I had to make him see that the world had not come to a standstill, that there was no "copy" for his paper, and so on. I saw his printers, his publishers, and some other people he knew who turned out "copy." Between them all they saw him through the worst of his problems. This brought me in a practical way into connection with the outer fringes of Fleet Street and London journalism, and in my odd hours I learned how "copy" was prepared for the compositors, how proofs were corrected, how "forms" were made up, and before long was able to assist some of my new acquaintances when they were pressed for time at these games.

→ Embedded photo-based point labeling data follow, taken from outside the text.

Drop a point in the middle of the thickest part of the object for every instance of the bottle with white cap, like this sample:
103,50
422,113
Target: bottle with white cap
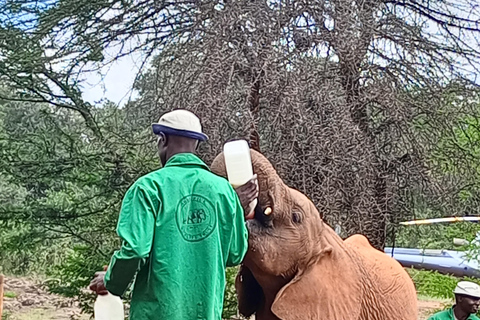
238,163
108,307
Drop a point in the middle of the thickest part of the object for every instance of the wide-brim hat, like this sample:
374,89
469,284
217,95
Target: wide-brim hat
468,288
180,122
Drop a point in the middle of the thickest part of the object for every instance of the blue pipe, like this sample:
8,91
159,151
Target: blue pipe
443,261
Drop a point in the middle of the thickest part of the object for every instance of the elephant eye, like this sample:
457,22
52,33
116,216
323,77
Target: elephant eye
296,217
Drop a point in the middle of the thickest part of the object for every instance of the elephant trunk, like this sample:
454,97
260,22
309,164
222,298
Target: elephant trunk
273,193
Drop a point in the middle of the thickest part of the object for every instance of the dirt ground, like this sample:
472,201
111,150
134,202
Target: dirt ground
26,300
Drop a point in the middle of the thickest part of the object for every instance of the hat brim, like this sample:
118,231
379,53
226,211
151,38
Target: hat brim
158,128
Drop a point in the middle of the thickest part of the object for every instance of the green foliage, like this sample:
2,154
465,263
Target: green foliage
230,299
434,284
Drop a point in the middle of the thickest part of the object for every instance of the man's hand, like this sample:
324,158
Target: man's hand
98,283
247,193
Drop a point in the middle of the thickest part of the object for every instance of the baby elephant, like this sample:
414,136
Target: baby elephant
297,267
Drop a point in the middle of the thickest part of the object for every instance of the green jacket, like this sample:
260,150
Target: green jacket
448,315
181,227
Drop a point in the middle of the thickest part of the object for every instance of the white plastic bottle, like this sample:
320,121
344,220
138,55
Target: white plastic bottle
109,307
238,163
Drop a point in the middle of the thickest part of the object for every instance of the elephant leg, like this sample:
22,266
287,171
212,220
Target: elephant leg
249,292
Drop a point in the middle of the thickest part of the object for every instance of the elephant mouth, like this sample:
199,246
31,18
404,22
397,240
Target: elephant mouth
263,215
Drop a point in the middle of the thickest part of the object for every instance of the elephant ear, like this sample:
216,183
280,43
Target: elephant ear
249,292
329,290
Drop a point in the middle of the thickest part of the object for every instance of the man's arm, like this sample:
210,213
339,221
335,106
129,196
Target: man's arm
136,228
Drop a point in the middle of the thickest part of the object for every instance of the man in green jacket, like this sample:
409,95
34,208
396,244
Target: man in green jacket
181,227
467,301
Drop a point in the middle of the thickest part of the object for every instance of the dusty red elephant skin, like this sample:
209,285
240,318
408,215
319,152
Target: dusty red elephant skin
297,267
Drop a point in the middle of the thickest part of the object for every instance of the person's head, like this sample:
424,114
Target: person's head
467,296
178,131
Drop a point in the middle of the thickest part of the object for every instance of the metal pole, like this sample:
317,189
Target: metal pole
1,295
440,220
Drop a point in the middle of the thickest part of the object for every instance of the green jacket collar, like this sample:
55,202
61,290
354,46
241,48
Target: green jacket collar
186,159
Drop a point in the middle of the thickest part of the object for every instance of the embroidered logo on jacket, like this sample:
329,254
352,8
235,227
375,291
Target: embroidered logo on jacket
195,217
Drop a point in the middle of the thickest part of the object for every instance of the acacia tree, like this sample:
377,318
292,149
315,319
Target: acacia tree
327,89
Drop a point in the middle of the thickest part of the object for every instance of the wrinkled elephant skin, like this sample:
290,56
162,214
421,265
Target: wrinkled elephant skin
297,267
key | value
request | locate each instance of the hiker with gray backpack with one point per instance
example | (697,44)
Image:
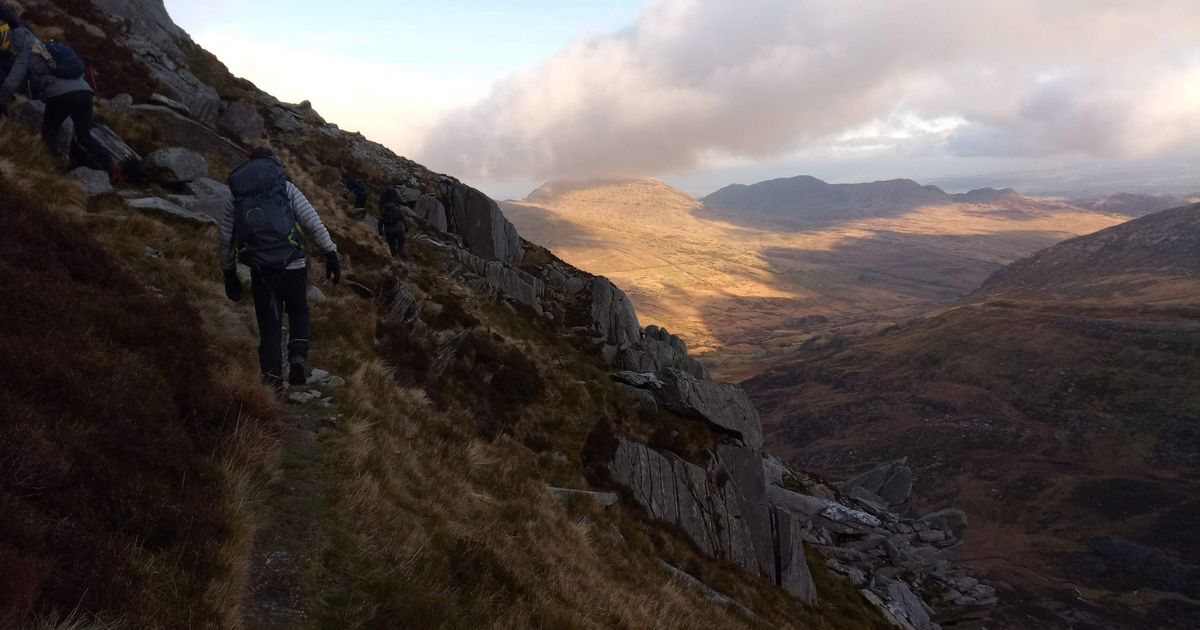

It was natural enough that in following these lines as a joyous amateur I should drift into journalism. I never intended to stay in it, I preferred to write books; but in those days that seemed a mad thing to do,—to write books and expect to earn money by them. In journalism, if one got his "stuff" printed, he got paid, and, if one knew the ropes, he had n't to wait forever for the payment. There was a certain attractiveness about being paid for work one liked to do, and I liked writing better than anything else. And I liked the rush and pressure of journalism as I saw these things manifested in the experience of my friends. They had adventures too; I also would have them. It seemed possible to know everybody, go everywhere, see everything, and, if one worked the ropes with skill, he might remain his own master. One saw it all through rose-coloured glasses. How else should youth see anything?

Even to-day I see St. Ange through the rose-coloured glasses of memory. It is the only way possible, for except in memory I have not seen him in all these years since we returned from Normandy and his boy died. Within a month from the funeral Raoul St. Ange and his wife vanished. They had returned to France, 't was said, but no one knew. His pupils did not know, his printers did not know, his paper was dying. I suppose he had n't the heart to face the obsequies. He merely vanished. No inquiry revealed him. Never a letter, never a wire, never a trace of any kind in forty years.